When Van Dyk was six-years-old she was diagnosed with Kjer’s Optic Atrophy, it’s a progressive eye-condition where her optic nerve cannot send messages from the eye to the brain.
Van Dyk says simple tasks like reading labels or playing cards is very difficult with her diagnosis. Before the eSight device Van Dyke had to be two-inches from a textbook page in order to read it.
Now after having the device for a few weeks, Van Dyk sits ‘tall’ as she reads her nursing textbooks and is ‘beyond excited’ to bring the device into classrooms at Western University.
“I really wanted to do something (nursing) that could help people, something that could be life changing for people,” says Van Dyk.
“And now I am more confident than ever.”
Van Dyk describes the device as an enhancing pair of ‘glasses’ that zooms in wherever she looks.
“My sister was holding an Eye chart, and I was going down, further and smaller, and zooming in, and I was able to read something that someone with 20/20 vision could read,” says Van Dyk.
eSight is a company that has helped developed a clinically validated software device that is intended to serve the low-vision population.
`Brian McCollum, Chief Commercial Officer, eSight, says the Five Canadian students, including Emma, had to complete an essay with references explaining their visual condition and how they plan to use the medical device in order to be chosen.

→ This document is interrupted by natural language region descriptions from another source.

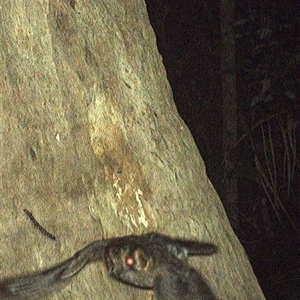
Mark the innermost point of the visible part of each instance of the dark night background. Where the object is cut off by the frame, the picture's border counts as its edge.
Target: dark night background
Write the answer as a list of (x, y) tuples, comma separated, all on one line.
[(266, 156)]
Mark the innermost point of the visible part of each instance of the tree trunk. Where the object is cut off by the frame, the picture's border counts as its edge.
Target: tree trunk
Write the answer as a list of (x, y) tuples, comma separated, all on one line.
[(93, 147)]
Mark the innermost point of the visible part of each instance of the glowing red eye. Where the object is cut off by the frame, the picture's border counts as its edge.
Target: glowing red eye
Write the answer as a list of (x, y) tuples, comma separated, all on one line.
[(129, 261)]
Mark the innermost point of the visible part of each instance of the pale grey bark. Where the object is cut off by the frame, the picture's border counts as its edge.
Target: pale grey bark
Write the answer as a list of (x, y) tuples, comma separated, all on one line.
[(92, 145)]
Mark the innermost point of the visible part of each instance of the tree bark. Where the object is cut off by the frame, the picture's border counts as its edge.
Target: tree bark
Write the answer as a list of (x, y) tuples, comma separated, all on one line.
[(93, 147)]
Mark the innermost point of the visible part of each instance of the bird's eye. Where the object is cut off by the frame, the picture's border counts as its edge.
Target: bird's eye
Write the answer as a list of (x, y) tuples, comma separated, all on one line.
[(129, 261)]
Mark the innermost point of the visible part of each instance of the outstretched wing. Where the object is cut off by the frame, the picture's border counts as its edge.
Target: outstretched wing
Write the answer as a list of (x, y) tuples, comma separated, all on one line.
[(39, 284)]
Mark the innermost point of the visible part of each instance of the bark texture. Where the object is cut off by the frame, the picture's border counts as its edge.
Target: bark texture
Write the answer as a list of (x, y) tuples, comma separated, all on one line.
[(92, 146)]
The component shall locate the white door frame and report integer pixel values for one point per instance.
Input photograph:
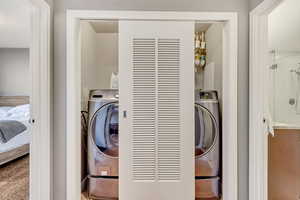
(258, 138)
(230, 52)
(40, 100)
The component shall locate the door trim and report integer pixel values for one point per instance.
(258, 140)
(41, 100)
(230, 57)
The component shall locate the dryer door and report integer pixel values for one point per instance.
(105, 129)
(206, 131)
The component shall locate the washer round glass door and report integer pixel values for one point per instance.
(105, 129)
(205, 130)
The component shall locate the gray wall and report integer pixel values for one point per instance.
(60, 6)
(14, 72)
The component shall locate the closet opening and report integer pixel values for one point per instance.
(100, 108)
(146, 97)
(208, 110)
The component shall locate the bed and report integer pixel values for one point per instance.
(17, 108)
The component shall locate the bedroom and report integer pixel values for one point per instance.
(15, 92)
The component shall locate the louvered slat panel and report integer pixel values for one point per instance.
(144, 114)
(168, 93)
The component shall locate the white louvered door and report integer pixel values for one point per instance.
(156, 110)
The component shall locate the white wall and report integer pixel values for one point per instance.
(284, 26)
(99, 59)
(14, 72)
(211, 77)
(214, 39)
(15, 23)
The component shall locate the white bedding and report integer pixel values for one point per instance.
(21, 114)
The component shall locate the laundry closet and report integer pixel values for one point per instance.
(151, 101)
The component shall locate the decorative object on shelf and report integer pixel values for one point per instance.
(200, 51)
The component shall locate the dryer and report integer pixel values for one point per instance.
(103, 144)
(207, 144)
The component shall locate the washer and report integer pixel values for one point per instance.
(103, 144)
(207, 144)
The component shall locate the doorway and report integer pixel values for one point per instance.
(26, 99)
(274, 100)
(74, 82)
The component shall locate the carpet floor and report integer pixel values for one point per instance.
(14, 180)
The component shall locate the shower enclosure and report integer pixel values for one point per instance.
(284, 87)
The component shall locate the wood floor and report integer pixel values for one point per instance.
(14, 180)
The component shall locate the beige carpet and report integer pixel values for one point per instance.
(84, 196)
(14, 180)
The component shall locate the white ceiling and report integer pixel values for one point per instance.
(105, 26)
(14, 24)
(111, 26)
(284, 26)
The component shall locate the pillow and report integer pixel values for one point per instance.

“We really wanted to choose people (to be awarded the device) who would go out and try to make a difference in society,” says McCollum.
The five students were perfect candidates for the device based on their medical condition, as the device does not work on everyone.
Original founder and electrical engineer, Conrad Lewis, spent nearly 30 years developing a product that could help people living with visual impairments, including his two legally blind sisters.
That product has now evolved to eSight 4. The device has interchangeable batteries and is portable so users can take it to work or school with them.
McCollum says the medical device has improved immensely, and that users love how easy it is to use.
“It has a camera in the front of the device pulls in an image, runs it through algorithms, and essentially displays visual images on two screens in form of the users eyes,” says McCollum.
McCollum says the eSight glasses are taking an image, increasing the synaptic-activity in the eye; for those who have low vision its essentially filling in the visual gapes.
Van Dyk says that eSight makes a substantial difference in her life, and she looks forward to proving to the world that she is capable of anything.
“I just want to help people hopefully when I do become a nurse, whatever the current situation is I can help,” says Van Dyk.